The Jerusalem Post
Expose Cognitive Biases For What They Are
Understanding How You Make Decisions Helps To Make Better Ones.
By Selwyn Gerber CPA and David Zwebner Commstock Financial advisors, agents of RVWwealth.com Licensed by the Israel Securities Authority firstname.lastname@example.org 0544-332621
Researchers estimate that humans make an average of 35,000 decisions every day, and a good chunk of them are affected by cognitive biases. According to one study, 20 percent of healthcare providers’ diagnostic mistakes are caused by cognitive biases. And that’s after years of training. With a universe of competing interests vying for first place in our lives, we often feel pressured to act quickly. The problem is there is often a chasm between the information we have and the information we need to make good decisions. Thus, we take mental shortcuts.
Cognitive biases are systematic judgment errors. They are born of flawed reasoning, and that flawed reasoning can cause you to misinterpret information and draw false or inaccurate conclusions. Not surprisingly, we all have them. Our penchant for self-delusion is pretty consistent.
The good news is that becoming aware of your cognitive biases can help you make better decisions. According to a recent study, “debiasing training” can improve your ability to make rational decisions and avoid the errors commonly associated with faulty thinking.
Below are some of the most common examples.
Consider the pitfalls of each as you strike out to make better decisions:
The Dunning-Kruger Effect: You believe that you’re smarter or more skilled than you are, which prevents you from acknowledging your limitations and weaknesses.
Confirmation Bias: When you favor information that aligns with your existing beliefs. In turn, you’ll disregard evidence that doesn’t conform — even if it’s accurate.
Anchoring Bias: Here is when you rely on the first piece of information you’ve learned. Salespeople often use this technique when presenting a high-priced option, which makes everything that follows seem more affordable.
Attentional Bias: This is when you only focus on some things while ignoring others. For instance, if you’re purchasing a new vehicle, you only consider how it looks, but neglect how safe it is.
False Consensus Effect: This bias is when you overestimate how much others will agree with you.
Misinformation Effect: Your memory has been interfered with, changing how you recall past events.
Actor-Observer Bias: Another type of bias that prevents you from becoming more aware of your own shortcomings. For instance, you might have excellent cholesterol because of your family’s genetics, but you might think a co-worker has terrible cholesterol simply because of their diet. Sort the valuable from the worthless.
$59 a year for an online-only subscription.
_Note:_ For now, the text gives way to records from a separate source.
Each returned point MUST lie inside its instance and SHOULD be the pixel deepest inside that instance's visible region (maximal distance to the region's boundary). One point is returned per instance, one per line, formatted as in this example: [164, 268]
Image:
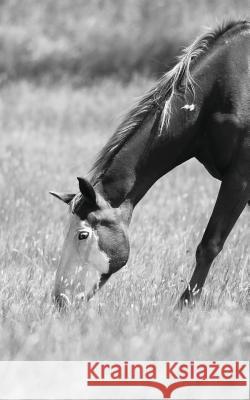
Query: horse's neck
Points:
[146, 156]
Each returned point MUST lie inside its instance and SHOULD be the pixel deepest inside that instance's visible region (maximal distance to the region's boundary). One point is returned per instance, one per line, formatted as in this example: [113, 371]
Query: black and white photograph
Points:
[125, 198]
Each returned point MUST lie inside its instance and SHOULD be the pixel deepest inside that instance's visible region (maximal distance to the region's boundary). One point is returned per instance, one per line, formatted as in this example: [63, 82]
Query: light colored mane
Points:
[161, 96]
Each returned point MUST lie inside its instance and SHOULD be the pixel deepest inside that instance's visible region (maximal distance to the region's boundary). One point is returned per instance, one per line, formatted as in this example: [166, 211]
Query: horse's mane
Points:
[161, 96]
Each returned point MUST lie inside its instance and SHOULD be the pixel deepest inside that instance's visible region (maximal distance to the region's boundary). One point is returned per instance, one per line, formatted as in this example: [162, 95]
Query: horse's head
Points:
[95, 246]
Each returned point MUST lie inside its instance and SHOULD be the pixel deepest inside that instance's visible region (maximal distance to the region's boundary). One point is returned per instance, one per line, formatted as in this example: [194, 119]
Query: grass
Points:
[48, 137]
[81, 40]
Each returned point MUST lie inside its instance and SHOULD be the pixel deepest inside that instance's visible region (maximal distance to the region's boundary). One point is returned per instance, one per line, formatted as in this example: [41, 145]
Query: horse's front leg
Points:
[232, 198]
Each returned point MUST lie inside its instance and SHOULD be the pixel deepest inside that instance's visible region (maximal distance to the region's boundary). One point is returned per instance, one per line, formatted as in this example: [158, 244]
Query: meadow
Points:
[50, 135]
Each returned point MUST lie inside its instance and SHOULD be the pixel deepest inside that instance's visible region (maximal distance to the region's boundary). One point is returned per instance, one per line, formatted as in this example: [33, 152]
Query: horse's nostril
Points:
[62, 301]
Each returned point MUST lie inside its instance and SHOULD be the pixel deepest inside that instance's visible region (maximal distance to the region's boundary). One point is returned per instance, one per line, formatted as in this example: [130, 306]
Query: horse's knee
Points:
[207, 251]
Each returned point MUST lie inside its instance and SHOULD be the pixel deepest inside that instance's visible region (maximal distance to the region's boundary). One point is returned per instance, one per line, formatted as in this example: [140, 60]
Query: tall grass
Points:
[50, 136]
[83, 39]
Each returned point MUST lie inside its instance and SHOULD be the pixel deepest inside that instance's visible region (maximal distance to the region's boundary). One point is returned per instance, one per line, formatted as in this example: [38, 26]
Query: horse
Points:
[198, 109]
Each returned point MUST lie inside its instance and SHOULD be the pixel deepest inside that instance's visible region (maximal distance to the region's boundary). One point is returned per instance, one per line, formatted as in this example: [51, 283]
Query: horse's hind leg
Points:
[232, 198]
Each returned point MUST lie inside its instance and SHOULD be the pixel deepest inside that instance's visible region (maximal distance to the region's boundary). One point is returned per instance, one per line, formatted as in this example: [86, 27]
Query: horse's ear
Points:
[87, 190]
[65, 197]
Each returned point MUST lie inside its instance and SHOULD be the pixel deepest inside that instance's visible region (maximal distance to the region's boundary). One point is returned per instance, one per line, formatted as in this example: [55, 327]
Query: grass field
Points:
[48, 137]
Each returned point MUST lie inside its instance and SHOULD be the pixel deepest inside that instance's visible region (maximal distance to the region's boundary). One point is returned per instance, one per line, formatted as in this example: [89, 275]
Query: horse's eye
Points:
[83, 235]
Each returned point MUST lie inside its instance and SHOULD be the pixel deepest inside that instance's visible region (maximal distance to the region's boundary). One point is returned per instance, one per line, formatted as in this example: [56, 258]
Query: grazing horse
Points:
[200, 108]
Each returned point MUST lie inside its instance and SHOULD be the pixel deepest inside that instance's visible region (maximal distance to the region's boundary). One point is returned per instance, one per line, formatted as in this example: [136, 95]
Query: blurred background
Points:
[81, 40]
[68, 70]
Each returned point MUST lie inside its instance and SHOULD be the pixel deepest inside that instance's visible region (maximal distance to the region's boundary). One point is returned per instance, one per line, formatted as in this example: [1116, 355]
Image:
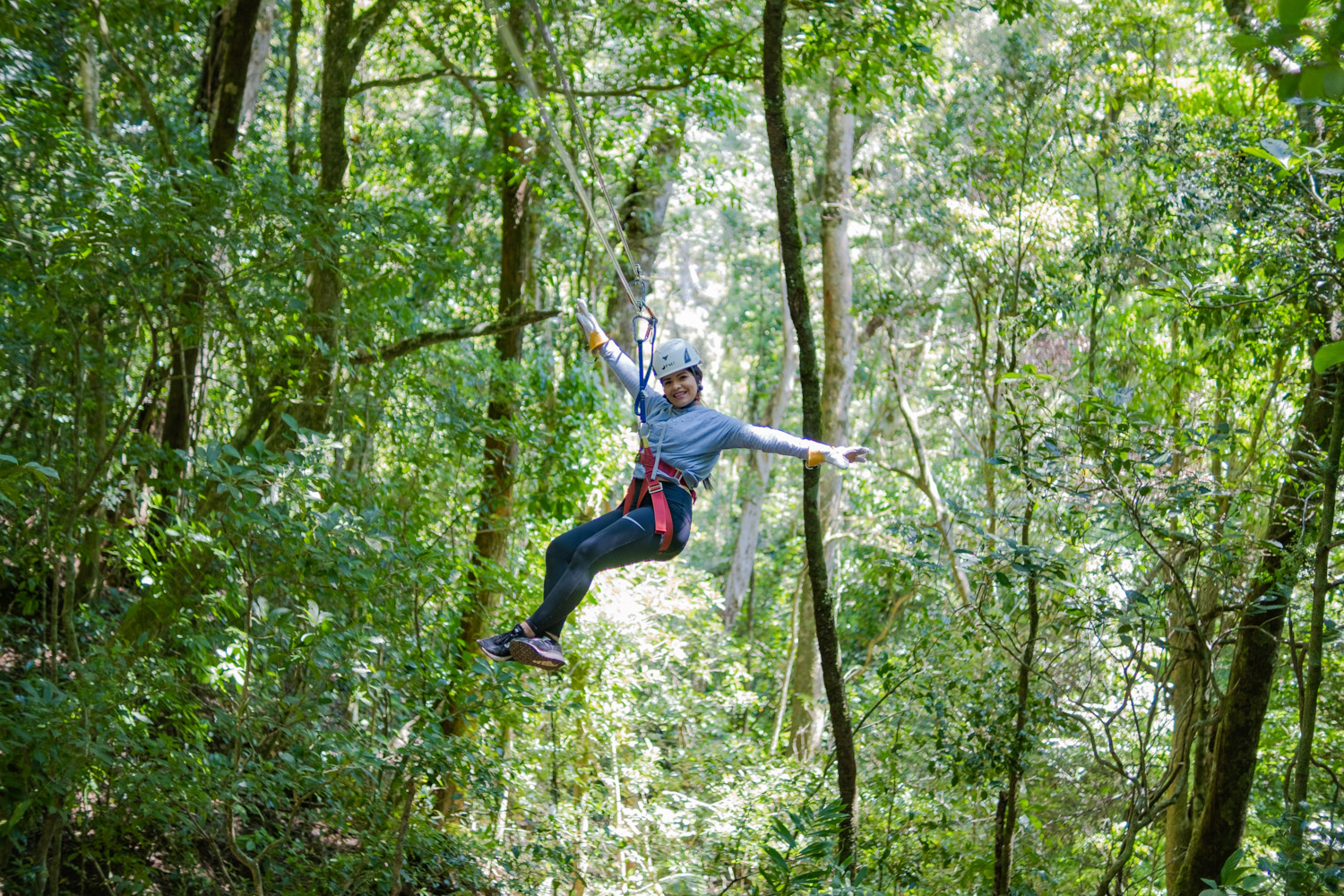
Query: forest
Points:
[293, 398]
$125 a year for print only.
$125 a year for print and online.
About 16 percent chose the first option, which was the online-only subscription. The third choice received the remaining 84 percent. That seems like a no-brainer since you would be getting both the print and online versions for the same price.
But, as Ben Walker explains in the Dialogue Review, “when the publisher removed option B, 68 percent chose the cheapest option and demand for the full package — the sale the publisher most favored — slumped.” What did this information show? According to Walker, “the stats demonstrated that irrelevant information — in this case, the obviously lousy option B -- can have a huge influence on our decision making.”
WHAT TO DO:
One of the simplest and most effective ways to remove any bias from your decision-making is to solicit the advice or feedback from others. Ideally, you should turn to those you trust, like a family member, friend, business partner or mentor. These are the people who will offer honest and constructive criticism, pointing out any blind spots while helping you gain fresh points of view.
Learn to make the opposing argument clearly and persuasively.
Reflect on the past. Take a timeout and reflect on similar past scenarios. How did you make that decision? What obstacles did you have, and how did you overcome them? What was the outcome, and what did you learn? Answering these questions can help guide you in making the right decision.